Somos así, estamos hechos así. Inevitablemente, nuestro corazón tiene un centro. Incluso quienes dicen que la vida no vale nada, que no hay verdad o bien alguno que valga más que la vida, y al que merezca la pena sacrificarla, y que todo es relativo, luego no pueden vivir de una manera consecuente con aquello que dicen. Es imposible. Al final, se vive para algún “dios menor”, para algún ídolo. Se vive para el prestigio social, o para la imagen, o para “hacer carrera”, o para el sexo, o para el dinero, o para consumir. Éstos y otros similares son los ídolos a los que millones de hombres y mujeres “sacrifican” su vida, literalmente, y con frecuencia hacen por esos ídolos muchas más penitencias, sacrificios y se someten a más disciplinas que los más rigurosos monjes de la antigüedad. No hay alternativa. Siempre se vive para algo o para alguien, y aquello para lo que se vive determina nuestra moralidad.
Dicho esto, resulta que hay (al menos) dos modos de medir la vida moral, a la luz del pasaje evangélico de este domingo. Uno es el del mundo. Sólo mide las apariencias, sólo mide los resultados. Quien da un donativo grande es generoso. Quien da un donativo pequeño es tacaño, mezquino. Al que da un donativo grande se le trata con mucha reverencia, y se le hacen toda clase de pleitesías. A quien da un donativo pequeño se le menosprecia, o ni se le presta siquiera atención. Esto quiere decir que el mundo mide los resultados, la “rentabilidad”. Y no sólo en términos económicos. A veces los términos son mucho más refinados: cualidades, “utilidad” de las personas, etc.
Dos rasgos estrechamente relacionados entre sí caracterizan esa falsa moralidad: se mide, se juzga a las personas por los “resultados”, por las “ventas”, por la “productividad”, como en las empresas; para nada se tienen en cuenta las circunstancias humanas, familiares, ni tampoco la intención. Con tal de que se “venda”, da lo mismo dónde esté el corazón. Eso da lugar a una moralidad farisea, engañosa. El bien no es bien, sino interés disfrazado. “Cumplimiento”, igual a “cumplo-y-miento”. El segundo rasgo es que la persona es, en esa manera de medir del mundo, siempre instrumento de “otra cosa”. Las personas “se usan”, “sirven para” otras cosas, aunque esas cosas sean unas buenas obras.
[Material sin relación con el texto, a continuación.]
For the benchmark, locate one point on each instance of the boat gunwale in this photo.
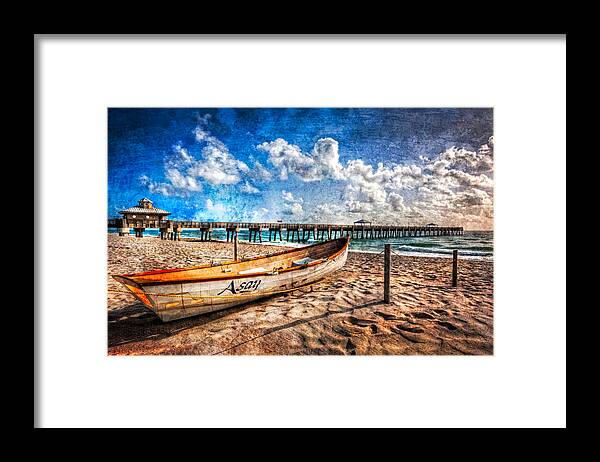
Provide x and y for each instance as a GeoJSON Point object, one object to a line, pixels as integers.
{"type": "Point", "coordinates": [235, 276]}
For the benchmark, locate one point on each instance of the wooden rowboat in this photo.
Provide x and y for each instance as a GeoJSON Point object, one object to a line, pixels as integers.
{"type": "Point", "coordinates": [182, 292]}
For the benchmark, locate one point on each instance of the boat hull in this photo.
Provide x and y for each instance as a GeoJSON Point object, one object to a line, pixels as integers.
{"type": "Point", "coordinates": [181, 299]}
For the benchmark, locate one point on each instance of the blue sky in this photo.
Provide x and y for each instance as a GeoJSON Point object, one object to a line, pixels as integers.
{"type": "Point", "coordinates": [403, 166]}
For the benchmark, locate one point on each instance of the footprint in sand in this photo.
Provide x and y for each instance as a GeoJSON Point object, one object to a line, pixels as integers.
{"type": "Point", "coordinates": [341, 331]}
{"type": "Point", "coordinates": [360, 322]}
{"type": "Point", "coordinates": [447, 325]}
{"type": "Point", "coordinates": [350, 347]}
{"type": "Point", "coordinates": [422, 315]}
{"type": "Point", "coordinates": [407, 328]}
{"type": "Point", "coordinates": [386, 316]}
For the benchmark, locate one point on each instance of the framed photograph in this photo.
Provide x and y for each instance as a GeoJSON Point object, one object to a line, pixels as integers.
{"type": "Point", "coordinates": [227, 224]}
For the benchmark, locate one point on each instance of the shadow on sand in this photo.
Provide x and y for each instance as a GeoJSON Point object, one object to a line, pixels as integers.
{"type": "Point", "coordinates": [135, 323]}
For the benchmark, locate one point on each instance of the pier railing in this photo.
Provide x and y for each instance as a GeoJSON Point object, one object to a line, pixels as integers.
{"type": "Point", "coordinates": [294, 232]}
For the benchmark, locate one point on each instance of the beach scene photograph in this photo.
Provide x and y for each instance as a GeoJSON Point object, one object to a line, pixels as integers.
{"type": "Point", "coordinates": [300, 231]}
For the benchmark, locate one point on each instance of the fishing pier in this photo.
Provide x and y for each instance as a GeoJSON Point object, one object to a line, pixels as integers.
{"type": "Point", "coordinates": [145, 216]}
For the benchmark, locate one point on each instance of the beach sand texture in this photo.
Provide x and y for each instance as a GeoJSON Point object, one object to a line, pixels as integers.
{"type": "Point", "coordinates": [343, 314]}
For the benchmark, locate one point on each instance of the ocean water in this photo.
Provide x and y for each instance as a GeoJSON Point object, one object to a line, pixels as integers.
{"type": "Point", "coordinates": [473, 244]}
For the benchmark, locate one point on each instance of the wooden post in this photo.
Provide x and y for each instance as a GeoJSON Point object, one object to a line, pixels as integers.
{"type": "Point", "coordinates": [454, 267]}
{"type": "Point", "coordinates": [235, 245]}
{"type": "Point", "coordinates": [386, 272]}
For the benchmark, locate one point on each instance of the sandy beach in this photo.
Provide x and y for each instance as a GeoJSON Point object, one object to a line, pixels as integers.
{"type": "Point", "coordinates": [343, 314]}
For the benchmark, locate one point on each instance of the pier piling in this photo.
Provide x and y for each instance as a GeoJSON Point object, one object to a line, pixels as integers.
{"type": "Point", "coordinates": [386, 272]}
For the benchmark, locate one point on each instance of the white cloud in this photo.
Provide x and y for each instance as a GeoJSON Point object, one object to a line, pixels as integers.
{"type": "Point", "coordinates": [259, 173]}
{"type": "Point", "coordinates": [217, 166]}
{"type": "Point", "coordinates": [294, 209]}
{"type": "Point", "coordinates": [249, 189]}
{"type": "Point", "coordinates": [453, 187]}
{"type": "Point", "coordinates": [322, 162]}
{"type": "Point", "coordinates": [289, 197]}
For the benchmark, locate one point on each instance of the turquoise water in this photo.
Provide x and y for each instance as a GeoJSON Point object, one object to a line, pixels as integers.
{"type": "Point", "coordinates": [473, 244]}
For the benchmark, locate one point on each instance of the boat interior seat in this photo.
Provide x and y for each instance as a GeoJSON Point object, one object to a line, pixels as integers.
{"type": "Point", "coordinates": [253, 270]}
{"type": "Point", "coordinates": [305, 261]}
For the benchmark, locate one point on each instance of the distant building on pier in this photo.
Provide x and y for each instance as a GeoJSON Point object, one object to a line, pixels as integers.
{"type": "Point", "coordinates": [144, 211]}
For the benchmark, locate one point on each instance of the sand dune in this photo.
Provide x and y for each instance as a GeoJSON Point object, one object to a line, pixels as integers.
{"type": "Point", "coordinates": [343, 314]}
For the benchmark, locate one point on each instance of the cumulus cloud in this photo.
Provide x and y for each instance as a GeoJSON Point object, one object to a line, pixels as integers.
{"type": "Point", "coordinates": [185, 173]}
{"type": "Point", "coordinates": [451, 187]}
{"type": "Point", "coordinates": [294, 209]}
{"type": "Point", "coordinates": [249, 189]}
{"type": "Point", "coordinates": [259, 173]}
{"type": "Point", "coordinates": [289, 197]}
{"type": "Point", "coordinates": [322, 162]}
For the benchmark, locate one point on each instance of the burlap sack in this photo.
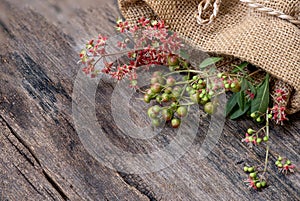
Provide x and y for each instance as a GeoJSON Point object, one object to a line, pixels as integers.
{"type": "Point", "coordinates": [267, 40]}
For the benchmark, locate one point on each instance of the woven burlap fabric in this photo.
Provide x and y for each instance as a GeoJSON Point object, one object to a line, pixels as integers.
{"type": "Point", "coordinates": [268, 42]}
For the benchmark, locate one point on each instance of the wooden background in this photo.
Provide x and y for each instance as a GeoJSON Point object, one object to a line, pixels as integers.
{"type": "Point", "coordinates": [41, 156]}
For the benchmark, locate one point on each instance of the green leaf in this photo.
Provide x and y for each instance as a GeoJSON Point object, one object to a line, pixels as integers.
{"type": "Point", "coordinates": [241, 100]}
{"type": "Point", "coordinates": [252, 88]}
{"type": "Point", "coordinates": [261, 101]}
{"type": "Point", "coordinates": [209, 61]}
{"type": "Point", "coordinates": [240, 67]}
{"type": "Point", "coordinates": [231, 103]}
{"type": "Point", "coordinates": [240, 112]}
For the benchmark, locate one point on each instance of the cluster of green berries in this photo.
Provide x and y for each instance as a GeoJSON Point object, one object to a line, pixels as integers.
{"type": "Point", "coordinates": [254, 181]}
{"type": "Point", "coordinates": [166, 94]}
{"type": "Point", "coordinates": [254, 138]}
{"type": "Point", "coordinates": [258, 117]}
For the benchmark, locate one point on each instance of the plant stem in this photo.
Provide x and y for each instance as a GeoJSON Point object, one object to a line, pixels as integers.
{"type": "Point", "coordinates": [268, 145]}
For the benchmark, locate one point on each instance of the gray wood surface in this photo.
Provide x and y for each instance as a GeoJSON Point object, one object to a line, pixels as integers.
{"type": "Point", "coordinates": [41, 155]}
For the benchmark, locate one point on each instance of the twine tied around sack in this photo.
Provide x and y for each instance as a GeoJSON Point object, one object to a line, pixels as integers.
{"type": "Point", "coordinates": [206, 4]}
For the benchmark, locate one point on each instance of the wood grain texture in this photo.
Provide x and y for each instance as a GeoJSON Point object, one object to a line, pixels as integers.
{"type": "Point", "coordinates": [41, 155]}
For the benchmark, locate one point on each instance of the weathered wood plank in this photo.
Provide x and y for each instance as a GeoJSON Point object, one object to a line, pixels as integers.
{"type": "Point", "coordinates": [42, 157]}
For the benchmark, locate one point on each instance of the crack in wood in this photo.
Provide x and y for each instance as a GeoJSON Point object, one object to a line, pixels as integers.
{"type": "Point", "coordinates": [47, 176]}
{"type": "Point", "coordinates": [136, 182]}
{"type": "Point", "coordinates": [28, 181]}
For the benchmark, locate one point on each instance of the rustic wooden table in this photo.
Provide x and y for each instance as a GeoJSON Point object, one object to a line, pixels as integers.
{"type": "Point", "coordinates": [41, 155]}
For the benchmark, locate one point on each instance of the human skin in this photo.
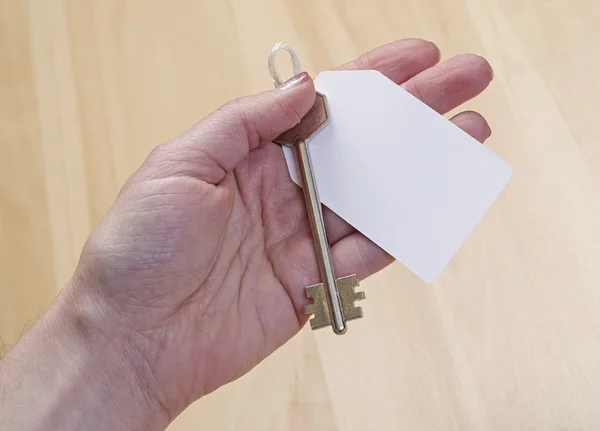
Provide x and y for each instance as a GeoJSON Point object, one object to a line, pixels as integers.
{"type": "Point", "coordinates": [198, 270]}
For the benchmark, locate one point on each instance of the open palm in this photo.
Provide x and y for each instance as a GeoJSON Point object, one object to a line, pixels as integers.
{"type": "Point", "coordinates": [203, 260]}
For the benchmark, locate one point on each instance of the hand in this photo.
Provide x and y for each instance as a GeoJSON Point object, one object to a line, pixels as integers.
{"type": "Point", "coordinates": [198, 271]}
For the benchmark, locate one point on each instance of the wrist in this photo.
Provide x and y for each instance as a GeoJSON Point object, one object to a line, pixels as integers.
{"type": "Point", "coordinates": [73, 370]}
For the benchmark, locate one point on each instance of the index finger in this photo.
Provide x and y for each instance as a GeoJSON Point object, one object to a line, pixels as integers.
{"type": "Point", "coordinates": [399, 60]}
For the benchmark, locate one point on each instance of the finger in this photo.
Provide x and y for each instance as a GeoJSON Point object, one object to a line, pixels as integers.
{"type": "Point", "coordinates": [399, 61]}
{"type": "Point", "coordinates": [451, 83]}
{"type": "Point", "coordinates": [474, 124]}
{"type": "Point", "coordinates": [218, 143]}
{"type": "Point", "coordinates": [356, 254]}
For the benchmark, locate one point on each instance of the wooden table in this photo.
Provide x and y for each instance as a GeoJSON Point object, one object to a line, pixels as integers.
{"type": "Point", "coordinates": [508, 338]}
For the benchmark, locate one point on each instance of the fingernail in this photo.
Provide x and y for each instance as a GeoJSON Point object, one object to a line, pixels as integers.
{"type": "Point", "coordinates": [437, 48]}
{"type": "Point", "coordinates": [295, 81]}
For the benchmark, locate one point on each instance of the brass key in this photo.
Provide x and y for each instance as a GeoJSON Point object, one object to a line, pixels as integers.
{"type": "Point", "coordinates": [333, 299]}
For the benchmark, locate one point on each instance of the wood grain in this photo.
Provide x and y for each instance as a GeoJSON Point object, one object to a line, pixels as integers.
{"type": "Point", "coordinates": [508, 338]}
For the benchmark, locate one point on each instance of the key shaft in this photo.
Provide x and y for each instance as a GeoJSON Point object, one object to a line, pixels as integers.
{"type": "Point", "coordinates": [317, 224]}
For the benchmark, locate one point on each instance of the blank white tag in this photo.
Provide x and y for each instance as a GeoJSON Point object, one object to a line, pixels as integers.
{"type": "Point", "coordinates": [399, 172]}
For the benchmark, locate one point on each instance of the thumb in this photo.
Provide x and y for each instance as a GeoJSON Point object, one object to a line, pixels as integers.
{"type": "Point", "coordinates": [219, 142]}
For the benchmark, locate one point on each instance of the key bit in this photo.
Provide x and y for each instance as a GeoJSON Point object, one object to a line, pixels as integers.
{"type": "Point", "coordinates": [333, 299]}
{"type": "Point", "coordinates": [348, 295]}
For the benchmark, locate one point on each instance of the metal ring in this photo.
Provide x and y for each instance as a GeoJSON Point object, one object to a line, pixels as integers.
{"type": "Point", "coordinates": [277, 81]}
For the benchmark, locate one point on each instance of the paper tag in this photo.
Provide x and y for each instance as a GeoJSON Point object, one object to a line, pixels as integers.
{"type": "Point", "coordinates": [399, 172]}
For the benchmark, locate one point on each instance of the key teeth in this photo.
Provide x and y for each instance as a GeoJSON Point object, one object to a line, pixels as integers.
{"type": "Point", "coordinates": [310, 309]}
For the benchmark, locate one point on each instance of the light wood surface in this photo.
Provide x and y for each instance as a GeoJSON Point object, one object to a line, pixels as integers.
{"type": "Point", "coordinates": [508, 338]}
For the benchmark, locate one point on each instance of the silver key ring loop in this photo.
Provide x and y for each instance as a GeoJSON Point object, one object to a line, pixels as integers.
{"type": "Point", "coordinates": [277, 81]}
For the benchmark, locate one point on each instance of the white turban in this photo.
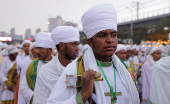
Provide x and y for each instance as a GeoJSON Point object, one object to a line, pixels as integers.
{"type": "Point", "coordinates": [128, 47]}
{"type": "Point", "coordinates": [143, 49]}
{"type": "Point", "coordinates": [65, 34]}
{"type": "Point", "coordinates": [44, 40]}
{"type": "Point", "coordinates": [134, 47]}
{"type": "Point", "coordinates": [98, 18]}
{"type": "Point", "coordinates": [154, 49]}
{"type": "Point", "coordinates": [120, 47]}
{"type": "Point", "coordinates": [30, 48]}
{"type": "Point", "coordinates": [26, 41]}
{"type": "Point", "coordinates": [12, 50]}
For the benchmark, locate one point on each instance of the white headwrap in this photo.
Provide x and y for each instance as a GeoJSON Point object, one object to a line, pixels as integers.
{"type": "Point", "coordinates": [134, 47]}
{"type": "Point", "coordinates": [44, 40]}
{"type": "Point", "coordinates": [26, 41]}
{"type": "Point", "coordinates": [65, 34]}
{"type": "Point", "coordinates": [99, 17]}
{"type": "Point", "coordinates": [12, 50]}
{"type": "Point", "coordinates": [30, 48]}
{"type": "Point", "coordinates": [128, 47]}
{"type": "Point", "coordinates": [154, 49]}
{"type": "Point", "coordinates": [120, 47]}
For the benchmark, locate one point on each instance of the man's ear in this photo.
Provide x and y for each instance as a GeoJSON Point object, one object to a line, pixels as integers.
{"type": "Point", "coordinates": [61, 46]}
{"type": "Point", "coordinates": [90, 42]}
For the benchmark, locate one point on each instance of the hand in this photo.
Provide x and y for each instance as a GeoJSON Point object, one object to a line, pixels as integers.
{"type": "Point", "coordinates": [11, 88]}
{"type": "Point", "coordinates": [87, 84]}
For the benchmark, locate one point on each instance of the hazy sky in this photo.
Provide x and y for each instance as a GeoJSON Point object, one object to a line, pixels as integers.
{"type": "Point", "coordinates": [23, 14]}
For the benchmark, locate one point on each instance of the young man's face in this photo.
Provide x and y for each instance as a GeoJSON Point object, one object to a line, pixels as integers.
{"type": "Point", "coordinates": [71, 50]}
{"type": "Point", "coordinates": [121, 54]}
{"type": "Point", "coordinates": [34, 52]}
{"type": "Point", "coordinates": [156, 55]}
{"type": "Point", "coordinates": [104, 43]}
{"type": "Point", "coordinates": [128, 54]}
{"type": "Point", "coordinates": [13, 56]}
{"type": "Point", "coordinates": [43, 53]}
{"type": "Point", "coordinates": [26, 48]}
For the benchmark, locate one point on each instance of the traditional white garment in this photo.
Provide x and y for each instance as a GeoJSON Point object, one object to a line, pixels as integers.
{"type": "Point", "coordinates": [120, 47]}
{"type": "Point", "coordinates": [99, 17]}
{"type": "Point", "coordinates": [48, 76]}
{"type": "Point", "coordinates": [146, 79]}
{"type": "Point", "coordinates": [44, 40]}
{"type": "Point", "coordinates": [65, 34]}
{"type": "Point", "coordinates": [7, 64]}
{"type": "Point", "coordinates": [25, 65]}
{"type": "Point", "coordinates": [61, 95]}
{"type": "Point", "coordinates": [24, 88]}
{"type": "Point", "coordinates": [26, 41]}
{"type": "Point", "coordinates": [160, 82]}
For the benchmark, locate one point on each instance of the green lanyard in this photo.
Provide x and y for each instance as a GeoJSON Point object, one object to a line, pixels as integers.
{"type": "Point", "coordinates": [114, 94]}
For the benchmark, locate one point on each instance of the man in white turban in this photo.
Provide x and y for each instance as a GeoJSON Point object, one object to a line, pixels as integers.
{"type": "Point", "coordinates": [160, 82]}
{"type": "Point", "coordinates": [66, 39]}
{"type": "Point", "coordinates": [147, 68]}
{"type": "Point", "coordinates": [26, 62]}
{"type": "Point", "coordinates": [25, 47]}
{"type": "Point", "coordinates": [100, 26]}
{"type": "Point", "coordinates": [9, 76]}
{"type": "Point", "coordinates": [44, 46]}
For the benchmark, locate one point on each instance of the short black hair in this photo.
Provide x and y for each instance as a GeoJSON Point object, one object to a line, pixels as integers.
{"type": "Point", "coordinates": [57, 46]}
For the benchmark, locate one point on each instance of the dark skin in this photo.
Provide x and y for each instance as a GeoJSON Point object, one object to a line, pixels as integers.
{"type": "Point", "coordinates": [104, 45]}
{"type": "Point", "coordinates": [34, 52]}
{"type": "Point", "coordinates": [12, 57]}
{"type": "Point", "coordinates": [121, 54]}
{"type": "Point", "coordinates": [44, 53]}
{"type": "Point", "coordinates": [156, 55]}
{"type": "Point", "coordinates": [26, 48]}
{"type": "Point", "coordinates": [68, 52]}
{"type": "Point", "coordinates": [128, 54]}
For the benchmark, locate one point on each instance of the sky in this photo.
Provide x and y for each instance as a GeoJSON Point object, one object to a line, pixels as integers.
{"type": "Point", "coordinates": [33, 14]}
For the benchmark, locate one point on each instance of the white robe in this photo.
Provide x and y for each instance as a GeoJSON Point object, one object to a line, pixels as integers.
{"type": "Point", "coordinates": [61, 95]}
{"type": "Point", "coordinates": [48, 76]}
{"type": "Point", "coordinates": [26, 62]}
{"type": "Point", "coordinates": [7, 64]}
{"type": "Point", "coordinates": [160, 82]}
{"type": "Point", "coordinates": [146, 79]}
{"type": "Point", "coordinates": [24, 88]}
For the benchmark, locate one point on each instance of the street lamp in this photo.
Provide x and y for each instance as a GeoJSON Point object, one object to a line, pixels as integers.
{"type": "Point", "coordinates": [131, 21]}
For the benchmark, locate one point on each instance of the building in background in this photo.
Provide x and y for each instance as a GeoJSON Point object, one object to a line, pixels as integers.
{"type": "Point", "coordinates": [58, 21]}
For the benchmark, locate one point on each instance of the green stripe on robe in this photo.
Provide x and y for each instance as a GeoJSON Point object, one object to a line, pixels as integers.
{"type": "Point", "coordinates": [31, 74]}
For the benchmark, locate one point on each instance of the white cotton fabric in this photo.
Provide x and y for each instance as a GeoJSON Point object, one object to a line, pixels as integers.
{"type": "Point", "coordinates": [134, 47]}
{"type": "Point", "coordinates": [48, 76]}
{"type": "Point", "coordinates": [7, 64]}
{"type": "Point", "coordinates": [154, 49]}
{"type": "Point", "coordinates": [120, 47]}
{"type": "Point", "coordinates": [30, 48]}
{"type": "Point", "coordinates": [12, 50]}
{"type": "Point", "coordinates": [26, 62]}
{"type": "Point", "coordinates": [128, 47]}
{"type": "Point", "coordinates": [67, 96]}
{"type": "Point", "coordinates": [25, 41]}
{"type": "Point", "coordinates": [44, 40]}
{"type": "Point", "coordinates": [160, 82]}
{"type": "Point", "coordinates": [24, 88]}
{"type": "Point", "coordinates": [99, 17]}
{"type": "Point", "coordinates": [65, 34]}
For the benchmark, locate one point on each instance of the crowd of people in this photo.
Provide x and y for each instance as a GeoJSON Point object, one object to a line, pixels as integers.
{"type": "Point", "coordinates": [56, 69]}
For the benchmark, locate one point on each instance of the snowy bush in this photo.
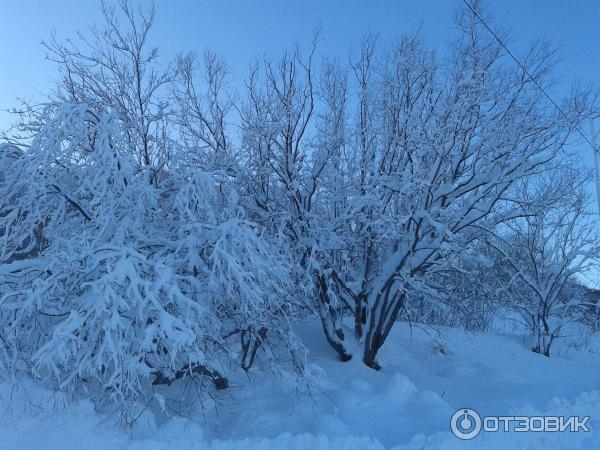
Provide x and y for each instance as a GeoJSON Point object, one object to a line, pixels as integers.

Eso es la negación misma de una moralidad que corresponda a la exigencia de verdad del corazón humano, porque, si bien es posible que todos actuemos así no pocas veces, lo cierto es que nadie quiere ser “objeto” de un trato así, nadie desea ser tratado de ese modo.
La figura de la viuda del evangelio de hoy es conmovedora, precisamente porque hace saltar toda esa manera de ver el mundo por los aires. El elogio de Jesús a esta pobre mujer pone aire fresco en las relaciones con Dios, y en las relaciones humanas. En primer lugar, porque pone la grandeza de la vida no en “los resultados”, no en las obras, sino en el corazón. La moralidad no es algo que va de fuera adentro (“sepulcros blanqueados”), sino de dentro afuera (“un árbol bueno da frutos buenos”). Dios no mira las apariencias, sino el corazón. Y eso cambia todo. Y abre para la vida de todos y cada uno de los hombres una esperanza que el mundo ha cerrado, cuando sólo mira las apariencias y los logros. Una esperanza cuyo poder y cuya libertad el mundo ignora.
"El profundo estupor ante la dignidad de la persona humana se llama evangelio. Se llama también cristianismo”. Es una frase decisiva del magisterio de Juan Pablo II, en aquella preciosa primera encíclica suya que se llamaba Redemptor hominis, del año 1979. En el Evangelio, en el Cristianismo, la dignidad de la persona no se deriva de su estatus social, de sus cualidades o de sus “logros” visibles, sino de que a la luz de Cristo toda persona “es amada”, y amada infinitamente, “por sí misma”. Eso es lo primero. El punto de partida. Luego, Dios lee el corazón y las entrañas. Las apariencias no le engañan. Y las categorías con las que mide la grandeza, la plenitud de una vida, son otras que las del mundo. Por eso la oración del publicano fue agradable a Dios, y la del fariseo no. Por eso la ofrenda de la viuda valía a los ojos de Dios más que la de aquellos otros ricos que daban más que ella.
En nombre de todos los pobres seres humanos, porque todos lo somos a la postre, ¡gracias, Señor!